Getting down at Manmad we reached Aurangabad at night. Aurangabad was much bigger than I expected. Being driven around in the city I couldnt stop my mind from going back to the kind of news I had been reading about this place. Very close to our guesthouse was a circle with a Sambhaji Raje bust capturing the often reproduced tale of him slaying the tiger. But as our driver pointed out, Aurangabad is overlooked by the same hills where he was tortured for 40 harrowing days.
Our site seeing began the next day. Grushneshwar, our first stop, is probably the least visited jyotir-linga. Almost a twin brother of Bhima-shanker in architecture and atmosphere. Standing right next to Ellora, we headed there next only to be told that it was closed on Tuesdays. After some fenetic phone-calls it was confirmed that Ajanta didnt close on any weekday. For a moment I thought if this was deliberately so, afterall the place had been forgotten for a thousand years.
It was past 12 in midday when we reached Ajanta. Tucked away remotely, the caves are almost at the vertical-centre of the hills. Hot in november, not even half the tourists to this place were indian. We unintentionally followed a few sinic tourists who reminded me of what I had seen in their countries - the remainings of the buddhist forays into Japan, Korea, Thailand, Malaysia etc. Ajanta is completely buddhist without being monotonous. Its beyond me to fathom the devotion of the hundreds who built it. Working in these gorges for centuries they must have lived life for a higher reason. Though most of the work is attributed to monks, it is quite impossible that it was only them. There must have been other people working, with family and children. I thought of them in disbelief. Disbelief for the kind of sway buddhism held during those times. Buddhism, which was to be reasoned out by Adi Shankara and slaughtered out by Islam.
Headed to Ellora the next day. Ellora with its equal share of Buddhist, Hindu and Jain caves has lost all its cave paintings. Just when the Bodhisattavas, Vajrapani's and Padmapani's were getting a little excessive came the Hindu pantheon in full glory. Ravana lifting Kailas (bhu-kailas), Mahishasura Mardhini, Varahavatara, Narasimhavatara form the massive, frequent depictions.
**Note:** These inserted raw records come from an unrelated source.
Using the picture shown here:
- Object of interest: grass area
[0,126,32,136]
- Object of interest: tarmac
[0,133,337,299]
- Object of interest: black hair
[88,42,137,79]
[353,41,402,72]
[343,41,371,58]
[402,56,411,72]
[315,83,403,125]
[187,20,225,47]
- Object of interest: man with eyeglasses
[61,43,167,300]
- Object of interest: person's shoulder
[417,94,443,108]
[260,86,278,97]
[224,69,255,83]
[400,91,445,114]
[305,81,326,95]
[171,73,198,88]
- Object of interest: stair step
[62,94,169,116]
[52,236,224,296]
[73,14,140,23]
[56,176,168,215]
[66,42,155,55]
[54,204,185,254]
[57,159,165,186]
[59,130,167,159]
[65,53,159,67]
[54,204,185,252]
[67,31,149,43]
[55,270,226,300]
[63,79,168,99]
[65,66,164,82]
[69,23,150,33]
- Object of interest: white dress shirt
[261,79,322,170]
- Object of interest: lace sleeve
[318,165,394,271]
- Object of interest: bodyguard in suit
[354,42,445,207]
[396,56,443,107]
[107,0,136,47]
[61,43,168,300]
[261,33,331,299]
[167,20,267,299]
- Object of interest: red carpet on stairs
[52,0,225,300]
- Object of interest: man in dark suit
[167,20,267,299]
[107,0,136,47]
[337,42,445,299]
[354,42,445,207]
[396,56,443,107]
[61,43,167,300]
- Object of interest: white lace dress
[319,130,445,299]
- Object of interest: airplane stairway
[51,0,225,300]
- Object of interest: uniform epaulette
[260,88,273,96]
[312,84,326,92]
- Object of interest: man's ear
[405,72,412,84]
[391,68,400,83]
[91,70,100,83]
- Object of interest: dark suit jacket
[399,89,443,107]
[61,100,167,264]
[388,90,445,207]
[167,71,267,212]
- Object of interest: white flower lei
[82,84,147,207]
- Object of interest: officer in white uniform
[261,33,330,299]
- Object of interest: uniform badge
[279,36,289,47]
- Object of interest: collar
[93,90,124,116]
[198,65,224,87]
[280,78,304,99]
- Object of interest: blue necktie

But the zenith of the genius of these builders is the Kailasnath Temple. The world's biggest rock monolith. The very sight of this massive temple had a stupefying effect on me. The rock or should I say the hill itself parts way to become the temple of the lord. The massive unsupported roof, the biggest of its kind in the world, lends shelter to the pradakshina-patha. The glory of the planning and design can be visaualized when one finds that the shiva-linga in the main garbha-griha is not a separate sculpture brought in but the part of the same hill which has been cut top-down.